Analysis with observational constraints in Λ -cosmology in f(R, T) gravity

Abstract

An exact cosmological solution of Einstein’s field equations (EFEs) is derived for a dynamical vacuum energy in f(R, T) gravity for Friedmann–Lemaitre–Robertson–Walker (FLRW) space-time. A parametrization of the Hubble parameter is used to find a deterministic solution of the EFE. The cosmological dynamics of our model is discussed in detail. We have analyzed the time evolution of the physical parameters and obtained their bounds analytically. Moreover, the behavior of these parameters are shown graphically in terms of the redshift ‘z’. Our model is consistent with the formation of structure in the Universe. The role of the f(R, T) coupling constant λ is discussed in the evolution of the equation of state parameter. The statefinder and Om diagnostic analysis is used to distinguish our model with other dark energy models.
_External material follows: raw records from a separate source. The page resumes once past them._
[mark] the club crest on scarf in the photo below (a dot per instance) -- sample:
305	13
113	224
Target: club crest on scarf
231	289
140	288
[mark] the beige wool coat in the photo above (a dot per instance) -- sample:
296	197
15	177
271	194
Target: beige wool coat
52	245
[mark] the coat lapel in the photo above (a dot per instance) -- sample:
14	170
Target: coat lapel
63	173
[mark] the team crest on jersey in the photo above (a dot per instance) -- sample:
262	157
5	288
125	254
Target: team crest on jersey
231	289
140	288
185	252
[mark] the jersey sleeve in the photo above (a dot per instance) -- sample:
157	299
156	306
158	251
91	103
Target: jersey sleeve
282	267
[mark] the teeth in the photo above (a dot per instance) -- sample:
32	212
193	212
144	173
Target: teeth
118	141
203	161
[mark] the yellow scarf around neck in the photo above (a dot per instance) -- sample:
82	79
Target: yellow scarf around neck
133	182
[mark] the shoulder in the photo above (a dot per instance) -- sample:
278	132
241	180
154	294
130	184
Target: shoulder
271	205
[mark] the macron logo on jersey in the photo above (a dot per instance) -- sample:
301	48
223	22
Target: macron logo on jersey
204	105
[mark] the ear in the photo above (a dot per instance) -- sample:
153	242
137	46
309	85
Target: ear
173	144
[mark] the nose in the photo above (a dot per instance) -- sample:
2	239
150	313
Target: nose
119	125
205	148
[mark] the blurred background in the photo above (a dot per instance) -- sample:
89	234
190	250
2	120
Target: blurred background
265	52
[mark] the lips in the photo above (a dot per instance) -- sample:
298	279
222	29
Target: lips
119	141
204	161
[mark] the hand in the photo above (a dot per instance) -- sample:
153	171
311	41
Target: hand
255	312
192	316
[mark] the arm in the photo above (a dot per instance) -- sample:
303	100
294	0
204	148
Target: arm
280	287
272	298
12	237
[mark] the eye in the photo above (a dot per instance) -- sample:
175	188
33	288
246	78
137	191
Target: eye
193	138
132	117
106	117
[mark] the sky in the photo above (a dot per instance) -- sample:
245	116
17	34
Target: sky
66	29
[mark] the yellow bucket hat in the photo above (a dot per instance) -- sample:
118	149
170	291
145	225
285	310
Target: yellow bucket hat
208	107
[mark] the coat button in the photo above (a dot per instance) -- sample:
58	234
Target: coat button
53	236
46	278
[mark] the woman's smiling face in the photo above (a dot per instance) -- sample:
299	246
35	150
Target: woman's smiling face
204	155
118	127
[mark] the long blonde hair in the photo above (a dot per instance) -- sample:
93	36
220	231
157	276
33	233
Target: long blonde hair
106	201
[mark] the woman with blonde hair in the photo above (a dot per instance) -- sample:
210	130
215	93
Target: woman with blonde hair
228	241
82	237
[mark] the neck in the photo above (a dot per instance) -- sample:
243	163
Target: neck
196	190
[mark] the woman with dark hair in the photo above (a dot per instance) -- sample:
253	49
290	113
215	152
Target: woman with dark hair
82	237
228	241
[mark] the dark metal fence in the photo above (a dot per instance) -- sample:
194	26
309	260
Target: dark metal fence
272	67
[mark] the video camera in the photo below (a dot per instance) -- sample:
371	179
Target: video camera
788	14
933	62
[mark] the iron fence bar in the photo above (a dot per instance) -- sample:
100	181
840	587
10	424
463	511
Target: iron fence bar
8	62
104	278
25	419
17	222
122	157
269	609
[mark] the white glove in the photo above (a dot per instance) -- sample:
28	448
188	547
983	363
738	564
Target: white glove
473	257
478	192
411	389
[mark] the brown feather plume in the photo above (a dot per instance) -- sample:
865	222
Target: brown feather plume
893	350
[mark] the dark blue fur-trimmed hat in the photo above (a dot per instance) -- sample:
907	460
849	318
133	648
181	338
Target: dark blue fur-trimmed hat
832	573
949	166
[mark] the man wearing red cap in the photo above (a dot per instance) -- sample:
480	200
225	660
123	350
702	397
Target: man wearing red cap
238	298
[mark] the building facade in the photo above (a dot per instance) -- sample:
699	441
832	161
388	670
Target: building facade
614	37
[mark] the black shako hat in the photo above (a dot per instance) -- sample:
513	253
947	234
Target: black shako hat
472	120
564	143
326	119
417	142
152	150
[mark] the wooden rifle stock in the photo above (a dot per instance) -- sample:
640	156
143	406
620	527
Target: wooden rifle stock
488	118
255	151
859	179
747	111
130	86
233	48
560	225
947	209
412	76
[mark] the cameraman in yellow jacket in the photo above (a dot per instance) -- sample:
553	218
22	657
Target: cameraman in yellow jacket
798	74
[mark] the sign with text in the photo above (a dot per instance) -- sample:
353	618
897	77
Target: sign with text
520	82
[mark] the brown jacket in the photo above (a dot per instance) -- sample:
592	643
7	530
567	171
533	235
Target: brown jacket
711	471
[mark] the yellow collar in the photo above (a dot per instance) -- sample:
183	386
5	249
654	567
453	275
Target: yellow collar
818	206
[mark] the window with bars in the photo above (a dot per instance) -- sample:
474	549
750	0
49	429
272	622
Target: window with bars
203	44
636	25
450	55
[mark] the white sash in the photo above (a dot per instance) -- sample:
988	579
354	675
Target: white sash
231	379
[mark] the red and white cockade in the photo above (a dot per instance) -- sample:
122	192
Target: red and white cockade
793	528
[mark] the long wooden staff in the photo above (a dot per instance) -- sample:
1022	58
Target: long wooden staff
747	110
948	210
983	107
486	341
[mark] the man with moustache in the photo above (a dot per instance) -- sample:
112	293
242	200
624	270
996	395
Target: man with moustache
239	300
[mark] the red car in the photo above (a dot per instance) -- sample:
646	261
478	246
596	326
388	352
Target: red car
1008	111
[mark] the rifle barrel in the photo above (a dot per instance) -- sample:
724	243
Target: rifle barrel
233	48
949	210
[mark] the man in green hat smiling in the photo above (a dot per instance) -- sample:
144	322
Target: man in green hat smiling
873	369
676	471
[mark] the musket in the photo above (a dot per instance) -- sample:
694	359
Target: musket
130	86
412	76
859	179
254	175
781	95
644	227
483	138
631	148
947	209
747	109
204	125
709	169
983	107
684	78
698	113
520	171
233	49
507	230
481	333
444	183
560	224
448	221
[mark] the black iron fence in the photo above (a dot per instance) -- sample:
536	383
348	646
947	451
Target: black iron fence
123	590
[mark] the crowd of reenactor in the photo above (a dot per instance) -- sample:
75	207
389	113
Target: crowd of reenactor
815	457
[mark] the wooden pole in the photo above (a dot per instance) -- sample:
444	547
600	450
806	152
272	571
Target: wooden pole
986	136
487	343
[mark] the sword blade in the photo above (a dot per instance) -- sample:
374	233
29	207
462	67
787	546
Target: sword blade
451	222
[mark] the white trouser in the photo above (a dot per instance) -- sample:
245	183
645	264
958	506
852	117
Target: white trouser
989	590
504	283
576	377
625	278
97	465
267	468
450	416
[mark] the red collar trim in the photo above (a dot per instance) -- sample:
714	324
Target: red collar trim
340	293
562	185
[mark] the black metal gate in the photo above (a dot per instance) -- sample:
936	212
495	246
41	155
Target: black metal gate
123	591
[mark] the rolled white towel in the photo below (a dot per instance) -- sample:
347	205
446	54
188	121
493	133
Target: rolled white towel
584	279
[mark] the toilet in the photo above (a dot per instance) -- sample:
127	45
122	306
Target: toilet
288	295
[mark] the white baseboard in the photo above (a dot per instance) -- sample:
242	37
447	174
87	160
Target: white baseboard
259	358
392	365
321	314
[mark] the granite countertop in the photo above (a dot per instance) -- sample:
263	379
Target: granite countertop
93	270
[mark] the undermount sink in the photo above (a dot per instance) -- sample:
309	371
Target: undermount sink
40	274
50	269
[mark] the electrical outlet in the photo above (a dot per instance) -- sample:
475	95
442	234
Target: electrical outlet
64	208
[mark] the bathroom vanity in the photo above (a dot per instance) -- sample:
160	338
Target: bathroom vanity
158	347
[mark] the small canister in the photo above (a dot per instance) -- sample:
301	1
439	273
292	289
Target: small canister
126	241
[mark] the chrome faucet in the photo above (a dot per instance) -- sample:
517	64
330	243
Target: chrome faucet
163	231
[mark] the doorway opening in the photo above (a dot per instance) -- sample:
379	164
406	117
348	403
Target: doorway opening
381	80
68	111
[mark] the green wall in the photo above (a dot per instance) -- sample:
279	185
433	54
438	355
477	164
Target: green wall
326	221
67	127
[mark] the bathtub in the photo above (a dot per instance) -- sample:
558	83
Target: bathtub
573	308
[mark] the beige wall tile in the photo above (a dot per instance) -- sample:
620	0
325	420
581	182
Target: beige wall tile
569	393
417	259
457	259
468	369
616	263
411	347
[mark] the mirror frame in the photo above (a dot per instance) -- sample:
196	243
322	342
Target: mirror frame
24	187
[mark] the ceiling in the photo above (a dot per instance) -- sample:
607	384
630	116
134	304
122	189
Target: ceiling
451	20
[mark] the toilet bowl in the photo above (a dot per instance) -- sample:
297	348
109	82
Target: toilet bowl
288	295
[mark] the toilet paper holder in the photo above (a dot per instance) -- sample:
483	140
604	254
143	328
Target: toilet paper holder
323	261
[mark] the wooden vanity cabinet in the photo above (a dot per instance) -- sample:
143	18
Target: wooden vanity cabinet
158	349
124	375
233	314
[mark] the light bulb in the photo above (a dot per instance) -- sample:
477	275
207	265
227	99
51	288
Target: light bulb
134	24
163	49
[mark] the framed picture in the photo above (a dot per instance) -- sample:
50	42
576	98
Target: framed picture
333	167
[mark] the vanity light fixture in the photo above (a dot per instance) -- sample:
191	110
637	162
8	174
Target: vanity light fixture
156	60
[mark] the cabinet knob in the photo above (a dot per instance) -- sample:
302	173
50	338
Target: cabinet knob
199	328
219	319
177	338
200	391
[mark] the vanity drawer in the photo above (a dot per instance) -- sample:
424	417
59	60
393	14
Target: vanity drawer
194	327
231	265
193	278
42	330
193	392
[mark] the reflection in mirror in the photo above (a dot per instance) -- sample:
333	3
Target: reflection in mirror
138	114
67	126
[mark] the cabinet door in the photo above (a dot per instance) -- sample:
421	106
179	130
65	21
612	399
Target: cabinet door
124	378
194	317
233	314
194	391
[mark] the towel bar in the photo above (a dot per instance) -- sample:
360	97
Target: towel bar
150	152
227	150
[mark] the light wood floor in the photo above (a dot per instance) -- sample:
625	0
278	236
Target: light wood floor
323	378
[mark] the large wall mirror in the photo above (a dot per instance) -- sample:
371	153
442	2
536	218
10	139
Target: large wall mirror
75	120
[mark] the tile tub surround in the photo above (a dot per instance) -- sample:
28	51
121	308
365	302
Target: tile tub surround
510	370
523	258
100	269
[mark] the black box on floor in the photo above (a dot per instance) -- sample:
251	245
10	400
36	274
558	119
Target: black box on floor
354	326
The maximum likelihood analysis has been reviewed to obtain the constraints on the Hubble parameter H0 and the model parameter n by taking into account the observational Hubble data set H(z), the Union 2.1 compilation data set SNeIa, the Baryon Acoustic Oscillation data BAO, and the joint data set H(z) + SNeIa and H(z) + SNeIa + BAO. It is demonstrated that the model is in good agreement with various observations.